I always knew this day was coming, but the longer I waited (I started blogging about leaving in December 2014), the more it seemed like a myth. I never saw any of my American pals on a daily basis, other than Elizabeth, Maddie and Jana. So although my heart feels like a disco ball with the utmost desire to shatter and hope someone love me enough to catch all the little pieces of me, I think the reality of the best experience of my life ending will hit me in random places. For example, looking at the moon is never the same now I’ve attached the sentimentality of my adorable Alabama bestie Taylor Barbour. On a foggy night when the moon disappears, I panic because I’ve lost sight of Taylor. But I know she’s there even when I can’t see her (or the moon), because that’s how true friendship lasts. I’ve cried many times about leaving my American bouquet of faces behind without a vase but once I’m gone things will be different from here on out. I’m the vase. They were my flowers. Each one a different kind, a different vibrancy of colour in their hearts, a different reason individually as to why I picked them. Since I refer to my heart as one of my blog post titles “The Ticking Time Bomb of the Jenga Heart, evidently this vase is made of glass. You can glue me together again when I break but the knowledge and evidence of the break won’t ever disappear. I have yet to decide who was which flower, other than that Erin was a Daisy, Jana was a daffodil, Anna was a lily and Elizabeth was a tulip. I will have many a “bouquet of faces” during my life, as some friendships wilt in neglect and a lack of vitamin ME (see what I did there 😉 ) and the odd weed creeps in and I know I need to rearrange things. I’m no Alan Titchmarsh, I’m a hopeless romantic. And I pray my bouquet will stay together without me.

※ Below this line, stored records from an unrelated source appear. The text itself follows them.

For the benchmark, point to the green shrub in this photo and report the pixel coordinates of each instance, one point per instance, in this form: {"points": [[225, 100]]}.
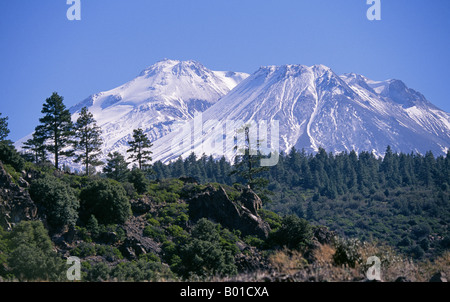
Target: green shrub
{"points": [[205, 254], [294, 233], [347, 252], [57, 199], [31, 256]]}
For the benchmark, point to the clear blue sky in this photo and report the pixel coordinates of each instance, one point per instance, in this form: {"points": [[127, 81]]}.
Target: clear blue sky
{"points": [[41, 51]]}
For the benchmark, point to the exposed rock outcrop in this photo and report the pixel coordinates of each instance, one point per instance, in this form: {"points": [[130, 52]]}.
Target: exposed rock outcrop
{"points": [[15, 202], [242, 215]]}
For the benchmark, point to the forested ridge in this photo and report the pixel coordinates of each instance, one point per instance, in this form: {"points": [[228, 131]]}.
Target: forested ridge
{"points": [[311, 217]]}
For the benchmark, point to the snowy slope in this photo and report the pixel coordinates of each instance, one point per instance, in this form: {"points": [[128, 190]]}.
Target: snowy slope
{"points": [[317, 108]]}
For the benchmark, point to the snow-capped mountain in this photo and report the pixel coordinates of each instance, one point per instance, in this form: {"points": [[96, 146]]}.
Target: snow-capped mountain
{"points": [[184, 107], [316, 108], [162, 96]]}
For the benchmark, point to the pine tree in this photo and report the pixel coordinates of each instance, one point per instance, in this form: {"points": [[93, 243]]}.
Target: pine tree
{"points": [[56, 127], [4, 131], [37, 147], [116, 167], [139, 148], [247, 164], [87, 143]]}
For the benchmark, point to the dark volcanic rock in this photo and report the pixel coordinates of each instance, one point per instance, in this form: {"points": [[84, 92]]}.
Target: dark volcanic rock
{"points": [[438, 277], [15, 202], [214, 204], [136, 243]]}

Monday 15th June: Forever IS Over

The morning it came to finally “kiss” goodbye to Hattiesburg, I’d had one hour of sleep. I’d been out to play pool with Charles, Blake and Anthony the night before and then William and Julissa stopped by Taylor’s house to bid me farewell. It was 12:30am by the time I was finally by myself, maybe even 1am. I didn’t bother touching my suitcase until around 2am, as my questionable priorities of editing photos and instant messaging consumed my mind. I finished writing postcards, farewell gifts and final arrangements to my suitcases. I was too tired and done for to care that my case was a kilo overweight, I couldn’t willing depart with anything else. It took me another hour to get warm due to the poor circulation in my hands and feet; with the clock reading 5:30am as I messaged friends in the both the UK and the USA to pass the time. I suddenly decided that I wanted to have a properly recognised goodbye with my friend Erin, leaving her gift with her in person on my way to the airport and hopefully convince Taylor to take me, despite the fact time is not something we can spare today. I messaged Taylor before I drifted off for an hour of sleep saying “wake me up when you get up, I need your help with something.” She, alongside my alarms, woke me up at 7am and I eventually get up at 7:20am.Since I put all my cases by the door the night before, all I needed to do was get up and dressed etc.

“I don’t want to live

To waste another day

Underneath the shadow of mistakes I made

Cause I feel like I’m breaking inside.”

– Breaking Inside by Shinedown.

“Love is taking over me.”

Jason came back from work at 7:30am, I knew I couldn’t not say goodbye to him. I was brushing my teeth in his bathroom as he walked in and stood in the doorway of his bathroom. We just looked at each other for a long time saying nothing, both bracing ourselves to have the glass cave in on our little world. Like a Jack in a box, the pain accelerated up my heart at the sight of him and tears splashed down my face as I sprayed toothpaste everywhere as my chest began to rise and fall with my crying. I was embarrassed to have sprayed toothpaste all over his bathroom that I myself cleaned the day before. We hugged for a long time and talked for a while as I prepared to mark the end of my American Adventure and return to English soil. We sat on his front porch, sober and sad as we shared a final moment together. He expressed regret at life having different plans for his time; namely his job as it resulted in us not being able to see much of each other this semester. I was already crying as I got Jason to back me up on the idea of going to Erin’s house first as I broached the idea to Taylor. She agreed to do it, no hesitation or reluctance like I had prepared myself for. I’d prepared a speech in my head, ready to twist her arm if she refused but she didn’t and I think she could see that it was important to me. After hugging and kissing Jason goodbye for the final time, we drove to Erin’s house.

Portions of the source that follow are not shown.